Streit um jagdfreie Zonen: Meiste Anträge abgelehnt – Jagd ist unverzichtbar

Die Jagd ist und bleibt in Deutschland sehr wichtig. Das zeigt nicht zuletzt ein aktueller Bericht des NDR. Daraus geht hervor, dass in Niedersachsen die meisten Anträge auf eine „Befriedung“ privater Grundstücke abgelehnt werden, weil ein Bejagungsstopp weitreichende Konsequenzen hätte. Bundesweit gibt es demnach zwar immer mehr jagdfreie Gebiete – die Quote der bewilligten Anträge variiert aber von Bundesland zu Bundesland stark. In Niedersachsen sei ein Grundstück in lediglich fünf von 60 Fällen befriedet worden. In Nordrhein-Westfalen und Bayern knapp jeder vierte Antrag bewilligt worden. In Schleswig-Holstein sind es 40 Prozent und in Baden-Württemberg 57 Prozent. 

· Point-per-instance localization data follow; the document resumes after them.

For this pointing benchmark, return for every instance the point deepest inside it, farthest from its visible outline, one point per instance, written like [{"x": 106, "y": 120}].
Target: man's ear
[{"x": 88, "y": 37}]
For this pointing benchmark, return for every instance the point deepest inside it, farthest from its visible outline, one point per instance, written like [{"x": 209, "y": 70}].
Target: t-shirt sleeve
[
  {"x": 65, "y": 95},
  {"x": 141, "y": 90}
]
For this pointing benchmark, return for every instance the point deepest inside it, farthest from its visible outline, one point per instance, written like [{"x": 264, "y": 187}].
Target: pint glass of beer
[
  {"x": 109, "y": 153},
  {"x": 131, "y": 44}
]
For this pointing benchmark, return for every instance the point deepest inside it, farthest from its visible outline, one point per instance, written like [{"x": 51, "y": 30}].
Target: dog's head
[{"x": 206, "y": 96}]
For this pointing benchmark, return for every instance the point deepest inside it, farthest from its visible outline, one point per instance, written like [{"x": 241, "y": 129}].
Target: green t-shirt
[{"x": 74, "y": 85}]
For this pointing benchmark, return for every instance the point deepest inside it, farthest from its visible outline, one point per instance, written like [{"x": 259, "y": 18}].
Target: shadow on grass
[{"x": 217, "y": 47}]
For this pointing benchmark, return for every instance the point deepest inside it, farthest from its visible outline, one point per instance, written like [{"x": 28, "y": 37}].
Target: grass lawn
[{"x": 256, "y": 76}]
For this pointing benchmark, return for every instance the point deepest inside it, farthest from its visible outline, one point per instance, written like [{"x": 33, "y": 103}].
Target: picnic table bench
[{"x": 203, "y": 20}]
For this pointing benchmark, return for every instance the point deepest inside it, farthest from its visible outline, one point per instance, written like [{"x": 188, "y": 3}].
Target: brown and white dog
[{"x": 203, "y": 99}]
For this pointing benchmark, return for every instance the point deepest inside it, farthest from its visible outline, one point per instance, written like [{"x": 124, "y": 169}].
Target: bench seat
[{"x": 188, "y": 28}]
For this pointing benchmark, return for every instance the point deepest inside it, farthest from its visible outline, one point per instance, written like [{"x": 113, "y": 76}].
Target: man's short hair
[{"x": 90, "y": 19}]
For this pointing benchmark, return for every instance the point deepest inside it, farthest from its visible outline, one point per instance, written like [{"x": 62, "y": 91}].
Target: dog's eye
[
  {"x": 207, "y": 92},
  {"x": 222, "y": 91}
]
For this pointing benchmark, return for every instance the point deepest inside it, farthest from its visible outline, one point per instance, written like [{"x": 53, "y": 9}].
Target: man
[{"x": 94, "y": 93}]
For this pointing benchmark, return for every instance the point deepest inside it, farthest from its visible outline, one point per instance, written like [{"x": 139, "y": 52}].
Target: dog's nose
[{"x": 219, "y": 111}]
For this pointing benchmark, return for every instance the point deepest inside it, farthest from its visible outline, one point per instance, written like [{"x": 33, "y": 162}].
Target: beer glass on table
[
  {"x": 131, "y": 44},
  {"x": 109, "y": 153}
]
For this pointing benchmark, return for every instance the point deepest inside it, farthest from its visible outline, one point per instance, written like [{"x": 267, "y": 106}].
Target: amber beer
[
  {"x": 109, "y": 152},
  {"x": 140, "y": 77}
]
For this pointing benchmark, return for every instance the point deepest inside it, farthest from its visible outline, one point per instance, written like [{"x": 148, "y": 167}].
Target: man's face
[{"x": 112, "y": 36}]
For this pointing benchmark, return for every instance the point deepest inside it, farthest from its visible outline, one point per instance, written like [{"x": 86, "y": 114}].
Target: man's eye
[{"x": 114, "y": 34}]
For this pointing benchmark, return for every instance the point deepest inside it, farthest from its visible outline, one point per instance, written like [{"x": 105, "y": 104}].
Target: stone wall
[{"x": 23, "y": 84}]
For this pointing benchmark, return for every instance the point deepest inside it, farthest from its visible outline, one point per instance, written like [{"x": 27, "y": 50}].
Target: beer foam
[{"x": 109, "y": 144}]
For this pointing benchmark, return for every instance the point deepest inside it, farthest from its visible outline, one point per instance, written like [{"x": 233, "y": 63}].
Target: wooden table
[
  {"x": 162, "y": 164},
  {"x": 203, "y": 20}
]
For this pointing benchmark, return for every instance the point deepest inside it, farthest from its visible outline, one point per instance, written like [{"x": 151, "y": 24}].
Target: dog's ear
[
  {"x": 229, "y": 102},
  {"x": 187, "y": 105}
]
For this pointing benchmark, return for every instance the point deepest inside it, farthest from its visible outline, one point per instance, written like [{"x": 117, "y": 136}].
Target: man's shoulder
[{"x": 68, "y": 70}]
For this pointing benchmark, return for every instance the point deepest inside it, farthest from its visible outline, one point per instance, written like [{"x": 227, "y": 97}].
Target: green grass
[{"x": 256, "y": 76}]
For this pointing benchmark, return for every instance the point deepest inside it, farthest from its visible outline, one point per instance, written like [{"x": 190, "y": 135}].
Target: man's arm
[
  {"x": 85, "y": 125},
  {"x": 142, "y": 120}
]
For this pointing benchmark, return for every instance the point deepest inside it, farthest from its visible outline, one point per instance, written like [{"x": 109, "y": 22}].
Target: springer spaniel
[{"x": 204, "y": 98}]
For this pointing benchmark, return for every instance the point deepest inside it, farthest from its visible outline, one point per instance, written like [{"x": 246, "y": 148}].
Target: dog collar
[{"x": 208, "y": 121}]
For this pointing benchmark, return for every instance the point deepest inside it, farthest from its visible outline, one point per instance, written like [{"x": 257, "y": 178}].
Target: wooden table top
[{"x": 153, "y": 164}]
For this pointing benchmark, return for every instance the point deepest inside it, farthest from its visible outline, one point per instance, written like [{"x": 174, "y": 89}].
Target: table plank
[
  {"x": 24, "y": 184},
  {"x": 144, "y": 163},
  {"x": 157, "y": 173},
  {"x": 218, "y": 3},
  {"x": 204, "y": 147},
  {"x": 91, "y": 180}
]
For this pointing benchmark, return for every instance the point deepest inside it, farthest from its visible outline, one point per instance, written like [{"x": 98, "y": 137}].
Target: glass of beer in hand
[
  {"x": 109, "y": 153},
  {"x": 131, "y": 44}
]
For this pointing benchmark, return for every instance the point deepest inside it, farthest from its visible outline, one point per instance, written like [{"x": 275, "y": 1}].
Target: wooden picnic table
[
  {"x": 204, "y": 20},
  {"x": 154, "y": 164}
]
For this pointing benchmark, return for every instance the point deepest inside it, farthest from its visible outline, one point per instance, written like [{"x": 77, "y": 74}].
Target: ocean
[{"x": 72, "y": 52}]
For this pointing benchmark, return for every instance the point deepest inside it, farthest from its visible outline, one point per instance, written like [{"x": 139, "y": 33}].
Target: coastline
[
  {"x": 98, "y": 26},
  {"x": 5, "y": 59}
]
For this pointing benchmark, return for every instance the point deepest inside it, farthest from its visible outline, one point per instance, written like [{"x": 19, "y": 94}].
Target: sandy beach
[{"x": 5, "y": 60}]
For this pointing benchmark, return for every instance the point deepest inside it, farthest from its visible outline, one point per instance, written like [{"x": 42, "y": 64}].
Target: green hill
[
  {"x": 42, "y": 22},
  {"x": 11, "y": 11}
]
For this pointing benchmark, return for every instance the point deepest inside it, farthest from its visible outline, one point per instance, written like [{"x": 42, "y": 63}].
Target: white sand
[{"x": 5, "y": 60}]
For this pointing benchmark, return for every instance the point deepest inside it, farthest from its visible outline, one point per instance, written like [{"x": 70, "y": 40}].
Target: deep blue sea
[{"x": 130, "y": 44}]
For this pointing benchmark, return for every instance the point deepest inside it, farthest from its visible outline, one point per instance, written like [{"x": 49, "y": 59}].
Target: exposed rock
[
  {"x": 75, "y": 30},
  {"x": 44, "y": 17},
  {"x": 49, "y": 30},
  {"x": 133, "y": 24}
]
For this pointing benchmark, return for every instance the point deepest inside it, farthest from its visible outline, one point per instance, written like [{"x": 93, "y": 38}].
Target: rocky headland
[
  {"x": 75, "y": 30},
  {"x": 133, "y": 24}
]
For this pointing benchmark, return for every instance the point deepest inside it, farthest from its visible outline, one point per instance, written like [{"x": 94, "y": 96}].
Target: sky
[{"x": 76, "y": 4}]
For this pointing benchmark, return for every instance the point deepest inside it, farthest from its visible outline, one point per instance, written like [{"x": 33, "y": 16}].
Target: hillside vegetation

Seit rund zwei Jahren existiert nun bereits die Möglichkeit, einen Antrag auf „Befriedung“ des eigenen Grundstücks zu stellen. Das „Gesetz zur Änderung jagdrechtlicher Vorschriften“ wurde im September 2013 erlassen und bietet Eigentümern die Möglichkeit, ihr Grundstück aus ethischen Gründen von der Jagd auszuschließen. 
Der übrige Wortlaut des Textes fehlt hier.